Revenue from Healthcare Services was $478.5 million for the year ended June 30, 2024, a $226.4 million, or 90%, increase compared to revenue of $252.1 million for the year ended June 30, 2023, primarily due to a $225.3 million increase in SelectRx pharmacy revenue.
Revenue from our Life segment was $157.9 million for the year ended June 30, 2024, a $12.1 million, or 8%, increase compared to revenue of $145.8 million for the year ended June 30, 2023, primarily due to an $11.5 million increase in commissions revenue and a $0.6 million increase in other services revenue.
Revenue from our Auto & Home segment was $36.2 million for the year ended June 30, 2024, a $14.4 million, or 66%, increase compared to revenue of $21.9 million for the year ended June 30, 2023, primarily due to a $14.8 million increase in commissions revenue.
2023 compared to 2022—Revenue from our Senior segment was $590.1 million for the year ended June 30, 2023, a $62.2 million, or 12%, increase compared to revenue of $527.9 million for the year ended June 30, 2022. The increase was due to a $72.2 million, or 17%, increase in commissions revenue, offset by a $10.0 million decrease in other services revenue.
Revenue from Healthcare Services was $252.1 million for the year ended June 30, 2023, a $182.0 million, or 260%, increase compared to revenue of $70.0 million for the year ended June 30, 2022, primarily due to a $180.1 million increase in SelectRx pharmacy revenue.
Revenue from our Life segment was $145.8 million for the year ended June 30, 2023, a $8.1 million, or 5%, decrease compared to revenue of $154.0 million for the year ended June 30, 2022, primarily due to a $7.3 million decrease in commissions revenue.

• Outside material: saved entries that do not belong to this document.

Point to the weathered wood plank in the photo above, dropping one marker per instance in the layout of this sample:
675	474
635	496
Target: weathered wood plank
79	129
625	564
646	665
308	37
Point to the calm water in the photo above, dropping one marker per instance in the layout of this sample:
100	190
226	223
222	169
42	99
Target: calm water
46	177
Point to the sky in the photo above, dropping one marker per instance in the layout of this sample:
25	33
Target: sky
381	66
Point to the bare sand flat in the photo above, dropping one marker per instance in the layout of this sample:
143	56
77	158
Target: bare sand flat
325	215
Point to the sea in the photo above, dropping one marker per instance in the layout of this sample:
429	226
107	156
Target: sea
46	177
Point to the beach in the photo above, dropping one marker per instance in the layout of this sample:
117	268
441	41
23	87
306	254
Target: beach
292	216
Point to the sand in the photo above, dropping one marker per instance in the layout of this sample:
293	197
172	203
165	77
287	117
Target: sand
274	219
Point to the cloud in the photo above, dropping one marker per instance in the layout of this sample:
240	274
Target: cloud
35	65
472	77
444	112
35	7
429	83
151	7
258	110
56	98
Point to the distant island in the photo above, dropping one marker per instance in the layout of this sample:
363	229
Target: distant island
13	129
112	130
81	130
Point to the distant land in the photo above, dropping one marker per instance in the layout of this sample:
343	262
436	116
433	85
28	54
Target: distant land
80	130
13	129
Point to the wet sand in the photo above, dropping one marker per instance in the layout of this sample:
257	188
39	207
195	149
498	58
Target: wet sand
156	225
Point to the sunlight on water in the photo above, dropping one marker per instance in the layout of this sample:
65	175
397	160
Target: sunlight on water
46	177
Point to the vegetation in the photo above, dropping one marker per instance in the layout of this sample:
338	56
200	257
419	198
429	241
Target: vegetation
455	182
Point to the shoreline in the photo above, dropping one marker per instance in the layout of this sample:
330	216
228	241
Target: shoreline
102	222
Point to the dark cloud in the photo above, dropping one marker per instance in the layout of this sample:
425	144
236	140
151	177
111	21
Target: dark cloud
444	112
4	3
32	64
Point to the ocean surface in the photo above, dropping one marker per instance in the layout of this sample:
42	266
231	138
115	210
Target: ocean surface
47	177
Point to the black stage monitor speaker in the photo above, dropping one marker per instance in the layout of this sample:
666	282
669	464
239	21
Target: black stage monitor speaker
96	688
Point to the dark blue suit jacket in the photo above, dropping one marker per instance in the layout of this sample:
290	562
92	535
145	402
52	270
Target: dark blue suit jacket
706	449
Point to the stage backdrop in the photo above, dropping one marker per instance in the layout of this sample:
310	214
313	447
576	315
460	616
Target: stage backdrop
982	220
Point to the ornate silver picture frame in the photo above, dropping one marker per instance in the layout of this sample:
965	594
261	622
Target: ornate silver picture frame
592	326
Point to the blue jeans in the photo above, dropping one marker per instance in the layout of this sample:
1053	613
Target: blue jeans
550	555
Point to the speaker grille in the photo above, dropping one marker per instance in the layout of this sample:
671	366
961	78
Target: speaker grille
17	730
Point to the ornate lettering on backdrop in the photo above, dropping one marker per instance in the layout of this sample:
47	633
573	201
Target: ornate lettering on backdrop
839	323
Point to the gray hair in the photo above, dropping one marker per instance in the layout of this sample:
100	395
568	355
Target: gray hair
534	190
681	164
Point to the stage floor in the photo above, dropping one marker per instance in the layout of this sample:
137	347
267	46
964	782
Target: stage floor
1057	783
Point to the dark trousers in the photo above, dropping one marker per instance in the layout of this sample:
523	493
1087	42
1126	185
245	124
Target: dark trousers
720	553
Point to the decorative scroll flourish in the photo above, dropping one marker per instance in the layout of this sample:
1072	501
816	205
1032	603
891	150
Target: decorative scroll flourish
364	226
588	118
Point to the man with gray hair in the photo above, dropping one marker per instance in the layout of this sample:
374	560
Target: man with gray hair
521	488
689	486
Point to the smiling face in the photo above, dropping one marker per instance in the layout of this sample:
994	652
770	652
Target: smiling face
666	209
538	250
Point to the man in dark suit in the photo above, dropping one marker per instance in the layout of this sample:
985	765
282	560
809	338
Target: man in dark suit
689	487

Revenue from our Auto & Home segment was $21.9 million for the year ended June 30, 2023, a $6.0 million, or 22%, decrease compared to revenue of $27.9 million for the year ended June 30, 2022. The decrease was primarily due to a $5.4 million decrease in commissions revenue which was a result of a $10.4 million change in estimate related to the mutual termination of a contract with a certain Auto & Home carrier to restructure the book of business for that carrier.
Adjusted EBITDA by Segment
2024 compared to 2023—–Adjusted EBITDA from our Senior segment was $166.7 million for the year ended June 30, 2024, a $11.7 million, or 8%, increase compared to Adjusted EBITDA of $155.1 million for the year ended June 30, 2023. The increase was due to a $65.7 million increase in revenue offset by a $54.1 million increase in operating costs and expenses, primarily due to a $43.1 million increase in marketing and advertising costs and a $12.2 million increase in compensation costs.
Adjusted EBITDA from Healthcare Services was $7.8 million for the year ended June 30, 2024, a $30.6 million increase compared to Adjusted EBITDA of $(22.8) million for the year ended June 30, 2023. The increase was due to a $226.4 million increase in revenue, offset by a $195.8 million increase in operating costs and expenses primarily as a result of a $158.9 million increase in medication costs and a $8.0 million increase in fulfillment costs in support of the growth of SelectRx.
Adjusted EBITDA from our Life segment was $20.2 million for the year ended June 30, 2024, a $2.9 million, or 13%, decrease compared to Adjusted EBITDA of $23.1 million for the year ended June 30, 2023. The decrease in Adjusted EBITDA was due to a $15.0 million increase in operating costs and expenses primarily due to a $6.6 million increase in compensation costs and a $7.8 million increase in marketing and advertising costs. The decrease in operating costs and expenses was offset by a $12.1 million increase in revenue as discussed above.
Adjusted EBITDA from our Auto & Home segment was $14.1 million for the year ended June 30, 2024, a $14.0 million increase compared to Adjusted EBITDA of $0.1 million for the year ended June 30, 2023. The increase in Adjusted EBITDA was due to a $14.4 million increase in revenue offset by a $0.3 million increase in operating costs and expenses due to a $1.3 million increase in compensation costs.